Accepting nostalgia as an ever-present condition allows us more agency in how we choose to engage the past.
Perhaps, then, what makes When We Were Young more egregious is the manipulation of people’s yearning for community at a time when convening remains a safety and public health issue. Joy, a crucial tenet of nostalgia, is a sentiment that similarly gets used for profit. “Joy is an act of resistance,” taken from a Toi Derricotte poem and later used by collectives like the Resistance Revival Chorus , became a mobilizing declaration for black women asserting a right to happiness amid and in direct opposition to systems that thrive on our despair. But as with many well-known sayings and expressions of a politic, the expression has been co-opted for merchandising, appearing on bags, totes, and mugs readily found on Amazon. It has become a marker of individual expression, taken out of communal relation to instead prioritize capital gains.
While I can’t say for certain that joy is always radical, I do know that it’s essential to survival, as is connection. I have been scared—I am scared—of what comes next. It’s possible that looking backward is mostly an attempt at escape into what one may call “simpler times,” but that requires operating under the delusion that the times have ever been simple. Accepting nostalgia as an ever-present condition allows us more agency in how we choose to engage the past.

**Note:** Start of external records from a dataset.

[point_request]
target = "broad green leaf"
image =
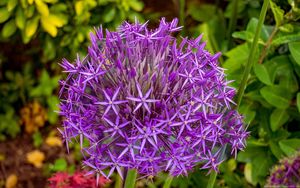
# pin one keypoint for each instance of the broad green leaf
(298, 101)
(262, 73)
(202, 12)
(278, 118)
(42, 7)
(261, 166)
(295, 51)
(278, 13)
(4, 14)
(248, 173)
(49, 49)
(31, 27)
(109, 14)
(285, 39)
(11, 4)
(247, 112)
(265, 30)
(288, 28)
(236, 58)
(290, 146)
(48, 26)
(9, 28)
(20, 18)
(276, 96)
(247, 36)
(275, 149)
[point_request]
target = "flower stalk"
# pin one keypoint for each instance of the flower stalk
(130, 178)
(251, 57)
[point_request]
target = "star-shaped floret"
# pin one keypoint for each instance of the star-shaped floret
(129, 146)
(189, 77)
(202, 102)
(114, 163)
(142, 100)
(184, 122)
(111, 102)
(93, 73)
(145, 134)
(116, 127)
(212, 161)
(177, 162)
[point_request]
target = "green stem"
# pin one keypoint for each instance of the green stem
(119, 182)
(212, 179)
(232, 22)
(251, 57)
(130, 178)
(168, 182)
(181, 13)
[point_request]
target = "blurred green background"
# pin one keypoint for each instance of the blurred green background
(36, 34)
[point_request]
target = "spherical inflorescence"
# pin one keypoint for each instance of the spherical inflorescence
(286, 173)
(146, 102)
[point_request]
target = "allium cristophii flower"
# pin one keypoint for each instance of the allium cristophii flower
(286, 173)
(78, 180)
(145, 101)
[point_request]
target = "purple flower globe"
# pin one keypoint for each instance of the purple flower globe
(286, 173)
(145, 101)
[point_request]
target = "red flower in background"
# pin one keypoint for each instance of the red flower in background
(78, 180)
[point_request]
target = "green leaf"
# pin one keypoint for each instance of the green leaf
(236, 58)
(48, 26)
(290, 146)
(31, 27)
(9, 28)
(262, 73)
(247, 112)
(276, 96)
(59, 165)
(202, 12)
(298, 101)
(109, 14)
(265, 30)
(46, 85)
(20, 18)
(278, 118)
(288, 28)
(248, 174)
(52, 103)
(11, 4)
(285, 39)
(278, 13)
(295, 51)
(275, 149)
(42, 7)
(261, 167)
(130, 178)
(4, 14)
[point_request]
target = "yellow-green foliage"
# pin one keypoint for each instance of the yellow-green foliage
(62, 23)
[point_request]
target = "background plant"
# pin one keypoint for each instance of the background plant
(271, 102)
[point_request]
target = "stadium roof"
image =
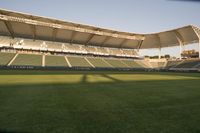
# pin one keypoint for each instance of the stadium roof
(17, 24)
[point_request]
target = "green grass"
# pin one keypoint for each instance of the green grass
(99, 102)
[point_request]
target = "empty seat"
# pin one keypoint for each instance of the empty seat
(28, 60)
(5, 58)
(78, 62)
(116, 63)
(132, 64)
(58, 61)
(98, 62)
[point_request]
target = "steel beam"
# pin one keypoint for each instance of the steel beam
(71, 28)
(89, 39)
(180, 41)
(123, 42)
(9, 28)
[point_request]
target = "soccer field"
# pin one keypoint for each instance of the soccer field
(99, 102)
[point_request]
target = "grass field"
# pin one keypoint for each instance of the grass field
(99, 102)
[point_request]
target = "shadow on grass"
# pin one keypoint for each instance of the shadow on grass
(6, 131)
(115, 106)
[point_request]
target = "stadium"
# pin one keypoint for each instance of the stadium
(58, 76)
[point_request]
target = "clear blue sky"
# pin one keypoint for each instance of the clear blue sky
(137, 16)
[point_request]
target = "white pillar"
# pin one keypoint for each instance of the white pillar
(159, 52)
(199, 48)
(181, 49)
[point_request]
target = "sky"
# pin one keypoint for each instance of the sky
(136, 16)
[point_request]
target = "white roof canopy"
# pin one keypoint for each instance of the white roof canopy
(16, 24)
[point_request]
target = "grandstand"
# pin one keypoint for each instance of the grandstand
(58, 76)
(38, 42)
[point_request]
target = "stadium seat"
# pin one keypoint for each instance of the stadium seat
(58, 61)
(132, 64)
(116, 63)
(5, 58)
(78, 62)
(98, 62)
(27, 60)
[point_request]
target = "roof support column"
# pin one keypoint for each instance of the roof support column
(159, 52)
(197, 31)
(199, 48)
(181, 49)
(180, 41)
(139, 45)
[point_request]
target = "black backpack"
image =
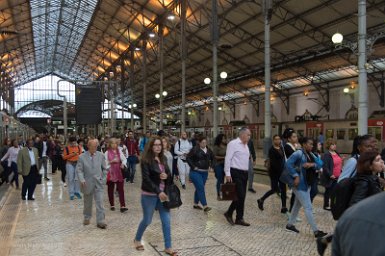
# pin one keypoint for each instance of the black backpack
(174, 199)
(340, 197)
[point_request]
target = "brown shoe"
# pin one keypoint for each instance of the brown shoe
(242, 223)
(229, 218)
(102, 225)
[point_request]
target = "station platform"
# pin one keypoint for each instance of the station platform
(52, 225)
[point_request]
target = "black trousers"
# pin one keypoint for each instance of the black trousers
(240, 179)
(276, 187)
(29, 183)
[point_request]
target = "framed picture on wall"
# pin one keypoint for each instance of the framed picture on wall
(329, 133)
(341, 134)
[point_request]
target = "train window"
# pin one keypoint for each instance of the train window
(300, 133)
(341, 134)
(329, 133)
(352, 133)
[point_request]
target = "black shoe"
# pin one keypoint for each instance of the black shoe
(242, 223)
(319, 233)
(229, 218)
(291, 228)
(260, 204)
(321, 245)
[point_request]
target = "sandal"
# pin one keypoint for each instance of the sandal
(171, 252)
(138, 246)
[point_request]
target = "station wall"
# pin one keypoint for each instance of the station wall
(340, 103)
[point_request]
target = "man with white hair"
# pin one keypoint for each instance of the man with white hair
(237, 170)
(181, 149)
(90, 168)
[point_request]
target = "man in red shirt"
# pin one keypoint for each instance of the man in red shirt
(133, 154)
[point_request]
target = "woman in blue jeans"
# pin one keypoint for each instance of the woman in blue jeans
(200, 160)
(304, 161)
(219, 150)
(156, 177)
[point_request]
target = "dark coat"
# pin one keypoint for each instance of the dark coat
(365, 186)
(198, 159)
(151, 176)
(276, 162)
(327, 170)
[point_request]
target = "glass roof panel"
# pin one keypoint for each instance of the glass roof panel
(58, 29)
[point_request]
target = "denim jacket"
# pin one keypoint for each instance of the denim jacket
(294, 163)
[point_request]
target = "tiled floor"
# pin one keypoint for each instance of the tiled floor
(52, 225)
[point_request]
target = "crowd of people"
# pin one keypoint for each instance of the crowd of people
(87, 164)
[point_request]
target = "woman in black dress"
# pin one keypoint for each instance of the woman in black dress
(275, 166)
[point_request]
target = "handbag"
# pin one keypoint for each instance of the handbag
(174, 199)
(229, 192)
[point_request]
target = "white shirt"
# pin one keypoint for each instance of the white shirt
(237, 156)
(11, 155)
(32, 157)
(44, 153)
(184, 148)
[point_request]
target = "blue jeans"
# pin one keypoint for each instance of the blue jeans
(149, 204)
(219, 170)
(199, 179)
(302, 198)
(132, 161)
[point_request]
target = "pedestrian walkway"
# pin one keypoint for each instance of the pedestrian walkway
(52, 225)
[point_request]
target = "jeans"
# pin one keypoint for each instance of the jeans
(251, 174)
(199, 179)
(29, 183)
(219, 170)
(44, 162)
(302, 198)
(15, 174)
(132, 161)
(149, 204)
(240, 179)
(73, 183)
(276, 186)
(327, 194)
(97, 194)
(120, 188)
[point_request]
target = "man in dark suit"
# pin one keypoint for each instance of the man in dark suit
(28, 166)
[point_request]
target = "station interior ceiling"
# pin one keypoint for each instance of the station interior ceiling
(106, 39)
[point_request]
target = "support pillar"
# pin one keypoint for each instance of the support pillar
(267, 142)
(362, 75)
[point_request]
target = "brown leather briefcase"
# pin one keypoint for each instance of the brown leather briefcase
(229, 192)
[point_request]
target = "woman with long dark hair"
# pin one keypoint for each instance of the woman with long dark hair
(219, 150)
(156, 176)
(200, 160)
(275, 167)
(304, 161)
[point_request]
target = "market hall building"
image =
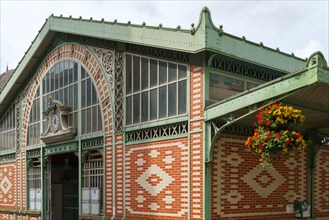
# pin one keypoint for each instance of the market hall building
(109, 120)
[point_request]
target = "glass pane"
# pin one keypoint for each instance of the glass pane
(162, 72)
(61, 74)
(83, 121)
(83, 73)
(251, 85)
(181, 71)
(88, 91)
(128, 110)
(71, 67)
(153, 73)
(163, 102)
(100, 122)
(44, 85)
(172, 99)
(83, 94)
(56, 76)
(71, 97)
(128, 75)
(52, 80)
(66, 73)
(94, 120)
(136, 109)
(75, 106)
(153, 104)
(136, 73)
(145, 106)
(145, 73)
(94, 95)
(66, 97)
(89, 120)
(182, 97)
(172, 72)
(75, 72)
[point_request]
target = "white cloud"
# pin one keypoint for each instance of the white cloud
(311, 47)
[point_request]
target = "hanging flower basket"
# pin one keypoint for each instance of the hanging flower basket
(273, 137)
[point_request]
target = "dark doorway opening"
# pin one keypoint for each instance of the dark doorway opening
(64, 198)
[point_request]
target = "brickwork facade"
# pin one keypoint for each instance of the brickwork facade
(242, 189)
(321, 186)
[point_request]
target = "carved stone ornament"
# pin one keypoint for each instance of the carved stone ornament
(57, 130)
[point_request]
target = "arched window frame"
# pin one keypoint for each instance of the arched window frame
(81, 79)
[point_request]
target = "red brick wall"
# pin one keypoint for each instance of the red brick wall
(196, 142)
(321, 184)
(242, 189)
(156, 180)
(8, 187)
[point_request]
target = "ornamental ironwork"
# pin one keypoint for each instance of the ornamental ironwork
(244, 69)
(91, 41)
(33, 153)
(235, 129)
(171, 130)
(17, 124)
(158, 53)
(92, 143)
(105, 58)
(8, 158)
(118, 91)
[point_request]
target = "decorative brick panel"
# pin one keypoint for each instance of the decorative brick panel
(196, 142)
(81, 54)
(242, 189)
(119, 176)
(157, 180)
(8, 188)
(321, 184)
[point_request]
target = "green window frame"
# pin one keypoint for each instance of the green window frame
(155, 89)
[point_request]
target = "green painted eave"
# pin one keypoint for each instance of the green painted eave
(205, 36)
(315, 73)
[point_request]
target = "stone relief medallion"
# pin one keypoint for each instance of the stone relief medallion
(58, 129)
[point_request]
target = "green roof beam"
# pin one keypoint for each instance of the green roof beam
(317, 73)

Instead of looking back with the only intention of recreating old joy, we can learn to fashion new circumstances that produce hope.
At my most optimistic, the initial buzz of the festival announcement reminded me of our desire to be reflected back to one and another. How electrifying it is to see a part of yourself reverberating in the world. I was imitating Hayley Williams’s inflections on “Misery Business” and maybe you were finding solace in Bright Eyes, and for a moment, however fleeting, we saw each other.